À la carte de Baston, renouvelée au fil des arrivages, plusieurs entrées, trois plats et deux desserts — dont l’incontournable brioche perdue « qui permet de revaloriser nos invendus », indique le chef. Il l’accompagne de caramel au cidre et d’une glace au pain réalisée à partir de miches torréfiées, avec à la clé des notes surprenantes de café. Les pains de garde de Pauline, en priorité les restes de la veille, dans une logique anti-gaspillage, accompagnent les repas. « Les pains ne doivent pas un être un détail en restauration », rappelle Julien. Selon l’inspiration du jour, ce dernier les travaille en cuisine sous différentes formes : tartines, boulettes, béchamel au pain ou crème à la brioche servie avec des asperges. À l’inverse, la boulangère utilise parfois des préparations de son conjoint pour des pains éphémères, comme un confit d’algues ou des agrumes confits.
« On se nourrit mutuellement », assure le couple, qui partage un même intérêt pour la fermentation, au cœur de la boulangerie mais également du restaurant.
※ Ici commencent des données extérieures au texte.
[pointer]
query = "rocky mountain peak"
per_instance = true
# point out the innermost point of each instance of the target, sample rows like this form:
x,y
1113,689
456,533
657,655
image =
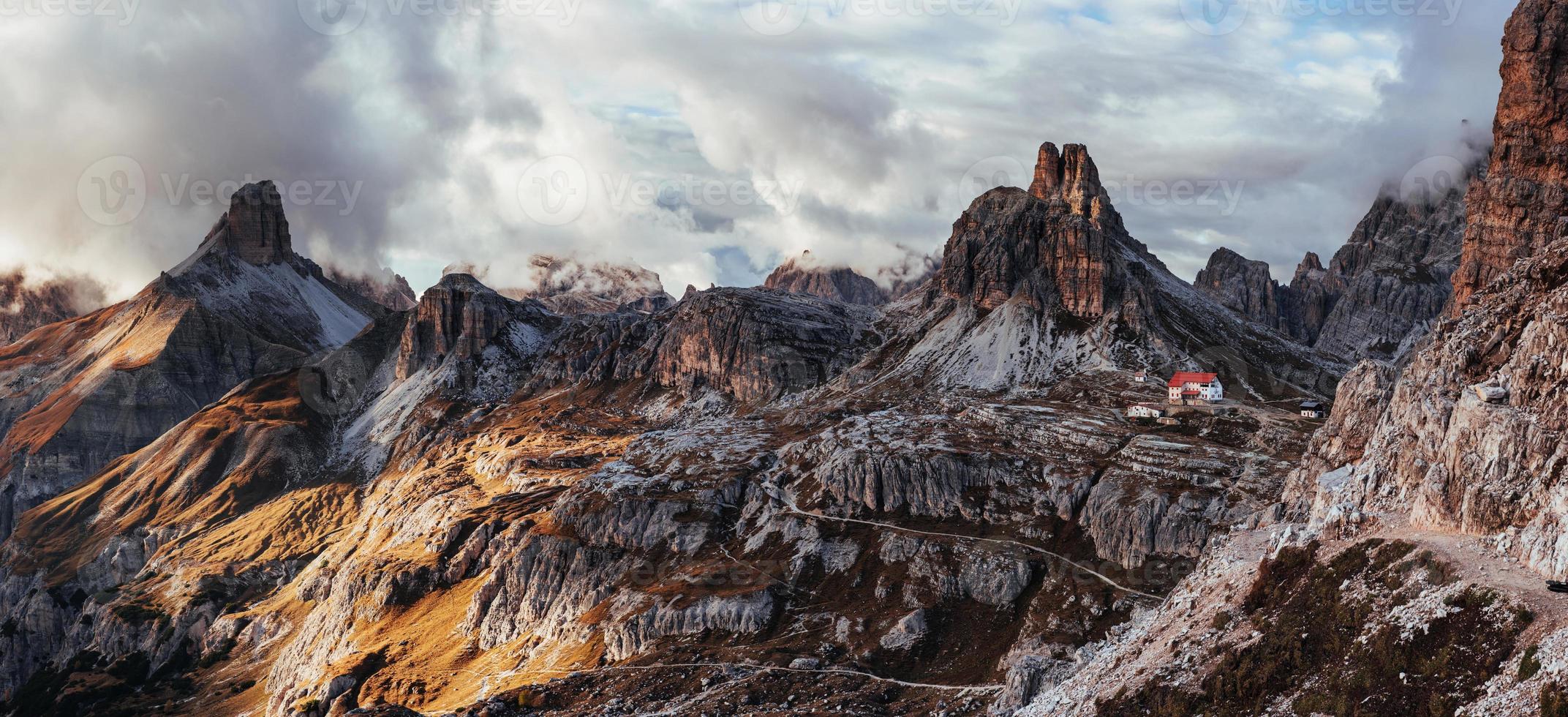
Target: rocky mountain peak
x,y
1520,206
1244,286
255,226
1310,264
1070,176
456,318
808,275
1060,244
574,286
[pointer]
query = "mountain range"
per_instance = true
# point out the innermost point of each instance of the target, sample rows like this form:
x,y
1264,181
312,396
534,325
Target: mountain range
x,y
259,487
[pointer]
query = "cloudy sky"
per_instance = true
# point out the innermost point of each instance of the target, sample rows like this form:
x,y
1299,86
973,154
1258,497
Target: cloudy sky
x,y
709,138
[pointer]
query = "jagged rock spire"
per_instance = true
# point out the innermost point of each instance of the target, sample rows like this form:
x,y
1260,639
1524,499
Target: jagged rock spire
x,y
455,318
255,226
1071,178
1520,206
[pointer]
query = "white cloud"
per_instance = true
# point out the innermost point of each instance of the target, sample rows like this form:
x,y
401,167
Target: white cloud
x,y
875,118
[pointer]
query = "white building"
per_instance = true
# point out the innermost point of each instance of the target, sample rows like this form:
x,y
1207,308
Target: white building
x,y
1145,411
1195,388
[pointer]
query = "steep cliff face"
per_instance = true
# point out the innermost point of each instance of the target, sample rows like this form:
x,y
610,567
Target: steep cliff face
x,y
82,393
1518,208
27,305
1039,285
383,288
1471,438
460,319
1376,299
573,286
804,275
1245,288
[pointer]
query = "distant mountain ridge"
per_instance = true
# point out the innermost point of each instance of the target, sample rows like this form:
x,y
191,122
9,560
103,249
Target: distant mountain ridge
x,y
1379,294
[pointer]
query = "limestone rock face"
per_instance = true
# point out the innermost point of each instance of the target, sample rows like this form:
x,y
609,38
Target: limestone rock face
x,y
571,286
1379,294
1245,288
1440,449
1037,285
480,484
255,226
383,288
82,393
803,275
26,305
460,319
750,344
1521,206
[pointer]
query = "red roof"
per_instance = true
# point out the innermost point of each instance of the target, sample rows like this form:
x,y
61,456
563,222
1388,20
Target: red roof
x,y
1188,377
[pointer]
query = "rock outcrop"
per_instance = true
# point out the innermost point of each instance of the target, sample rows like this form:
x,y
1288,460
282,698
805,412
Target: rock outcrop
x,y
1044,283
255,226
573,288
82,393
1379,294
807,275
1471,437
460,319
27,305
383,288
1245,288
1520,208
463,501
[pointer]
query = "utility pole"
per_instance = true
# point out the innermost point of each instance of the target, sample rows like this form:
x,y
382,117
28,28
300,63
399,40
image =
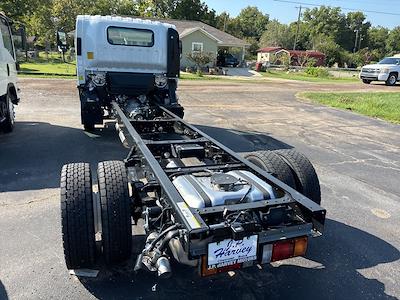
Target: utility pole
x,y
225,20
298,28
355,43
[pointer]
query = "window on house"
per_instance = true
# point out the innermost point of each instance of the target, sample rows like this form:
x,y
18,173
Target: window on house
x,y
197,47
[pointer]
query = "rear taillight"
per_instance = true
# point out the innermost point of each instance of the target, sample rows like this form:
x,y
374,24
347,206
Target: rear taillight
x,y
289,248
282,250
300,246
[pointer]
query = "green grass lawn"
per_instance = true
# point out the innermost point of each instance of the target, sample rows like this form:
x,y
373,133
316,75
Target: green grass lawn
x,y
380,105
304,77
48,68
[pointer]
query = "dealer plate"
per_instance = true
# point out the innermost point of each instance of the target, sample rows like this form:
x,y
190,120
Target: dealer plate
x,y
229,252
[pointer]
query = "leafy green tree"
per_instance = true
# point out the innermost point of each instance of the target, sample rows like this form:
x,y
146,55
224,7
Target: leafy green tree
x,y
393,41
276,34
201,59
332,51
252,22
327,21
355,21
18,9
377,37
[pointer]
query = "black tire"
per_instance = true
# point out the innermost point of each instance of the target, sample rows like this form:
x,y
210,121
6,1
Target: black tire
x,y
115,211
271,162
307,182
392,79
7,111
89,127
77,219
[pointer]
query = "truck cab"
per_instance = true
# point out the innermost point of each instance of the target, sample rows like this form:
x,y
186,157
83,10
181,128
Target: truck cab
x,y
8,76
131,61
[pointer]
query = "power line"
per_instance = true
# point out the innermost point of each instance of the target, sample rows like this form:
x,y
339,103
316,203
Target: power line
x,y
344,8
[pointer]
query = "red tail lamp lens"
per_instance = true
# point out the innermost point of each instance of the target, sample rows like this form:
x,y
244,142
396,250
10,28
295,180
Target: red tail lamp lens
x,y
300,247
282,250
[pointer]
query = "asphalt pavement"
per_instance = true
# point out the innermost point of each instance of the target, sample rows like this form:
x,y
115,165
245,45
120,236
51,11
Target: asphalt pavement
x,y
357,159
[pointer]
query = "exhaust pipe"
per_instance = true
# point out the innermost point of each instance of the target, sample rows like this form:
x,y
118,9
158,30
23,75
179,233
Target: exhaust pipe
x,y
163,268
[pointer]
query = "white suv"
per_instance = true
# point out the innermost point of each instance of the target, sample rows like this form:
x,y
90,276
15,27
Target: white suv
x,y
388,70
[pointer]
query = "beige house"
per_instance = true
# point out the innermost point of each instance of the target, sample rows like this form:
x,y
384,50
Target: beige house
x,y
267,54
197,36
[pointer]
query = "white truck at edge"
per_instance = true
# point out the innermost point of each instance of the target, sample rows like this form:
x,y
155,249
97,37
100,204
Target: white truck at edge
x,y
387,70
8,76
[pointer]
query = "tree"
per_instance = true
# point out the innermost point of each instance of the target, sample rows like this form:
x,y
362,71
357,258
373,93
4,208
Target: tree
x,y
276,34
18,9
252,22
332,50
200,59
177,9
327,21
377,38
393,41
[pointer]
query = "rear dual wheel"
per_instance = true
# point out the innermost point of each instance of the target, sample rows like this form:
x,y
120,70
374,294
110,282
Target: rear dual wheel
x,y
77,214
115,211
290,167
392,79
7,113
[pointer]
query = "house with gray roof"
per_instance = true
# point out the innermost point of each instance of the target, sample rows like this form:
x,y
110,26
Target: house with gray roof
x,y
197,36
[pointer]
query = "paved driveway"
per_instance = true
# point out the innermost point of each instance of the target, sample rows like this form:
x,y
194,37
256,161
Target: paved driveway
x,y
357,159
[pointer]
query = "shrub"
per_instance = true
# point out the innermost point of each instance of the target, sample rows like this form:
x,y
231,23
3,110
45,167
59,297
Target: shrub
x,y
200,59
317,72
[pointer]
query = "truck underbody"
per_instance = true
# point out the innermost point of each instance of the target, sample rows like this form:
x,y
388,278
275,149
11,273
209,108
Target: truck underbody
x,y
201,203
166,149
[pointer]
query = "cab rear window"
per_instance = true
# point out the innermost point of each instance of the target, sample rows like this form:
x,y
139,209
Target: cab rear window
x,y
130,36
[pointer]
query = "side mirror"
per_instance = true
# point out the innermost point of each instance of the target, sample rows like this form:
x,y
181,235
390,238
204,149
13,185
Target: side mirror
x,y
61,39
23,38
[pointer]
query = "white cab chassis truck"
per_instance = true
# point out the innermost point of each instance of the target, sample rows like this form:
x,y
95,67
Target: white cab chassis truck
x,y
200,203
8,76
131,61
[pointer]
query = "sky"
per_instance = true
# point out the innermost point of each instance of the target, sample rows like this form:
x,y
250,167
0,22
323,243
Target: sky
x,y
287,12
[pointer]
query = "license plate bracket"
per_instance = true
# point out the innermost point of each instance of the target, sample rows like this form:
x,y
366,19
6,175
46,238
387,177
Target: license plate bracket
x,y
232,252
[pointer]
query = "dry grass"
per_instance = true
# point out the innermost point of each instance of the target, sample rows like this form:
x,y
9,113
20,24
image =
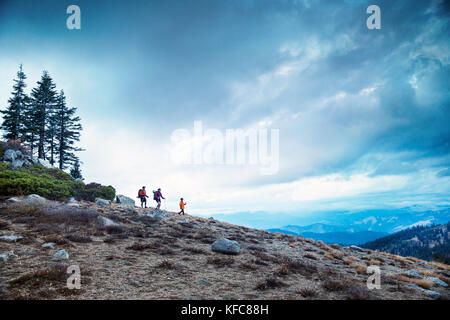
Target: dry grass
x,y
269,283
78,238
359,268
310,256
166,264
440,265
334,285
329,256
248,266
373,262
220,261
426,284
349,260
308,292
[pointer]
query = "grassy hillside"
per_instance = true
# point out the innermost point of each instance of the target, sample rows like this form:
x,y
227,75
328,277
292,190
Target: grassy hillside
x,y
171,258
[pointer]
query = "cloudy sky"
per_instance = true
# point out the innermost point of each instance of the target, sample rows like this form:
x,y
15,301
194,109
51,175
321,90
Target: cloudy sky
x,y
362,115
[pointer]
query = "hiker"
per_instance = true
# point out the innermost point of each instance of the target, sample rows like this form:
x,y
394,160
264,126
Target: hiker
x,y
142,194
157,195
182,204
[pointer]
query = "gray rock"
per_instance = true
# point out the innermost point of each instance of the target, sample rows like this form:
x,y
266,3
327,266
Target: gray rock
x,y
124,201
49,245
226,246
186,224
35,199
45,163
27,163
19,154
102,202
438,281
13,200
12,255
412,272
16,164
73,203
61,255
105,222
9,155
158,215
11,238
356,248
430,293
En témoigne une belle collection de bocaux, fruits des expérimentations du chef, exposés sur une étagère en salle.
Source de créativité, ce mélange des genres génère des interactions jusqu’en vente, certains clients du restaurant repartant avec du pain, tandis que la boulangerie, commerce de proximité par excellence, incite à pousser la porte de Baston — baptisé ainsi lors d’un voyage en Italie, « en clin d’œil à la “castagne”qui désigne les châtaignes là-bas ! »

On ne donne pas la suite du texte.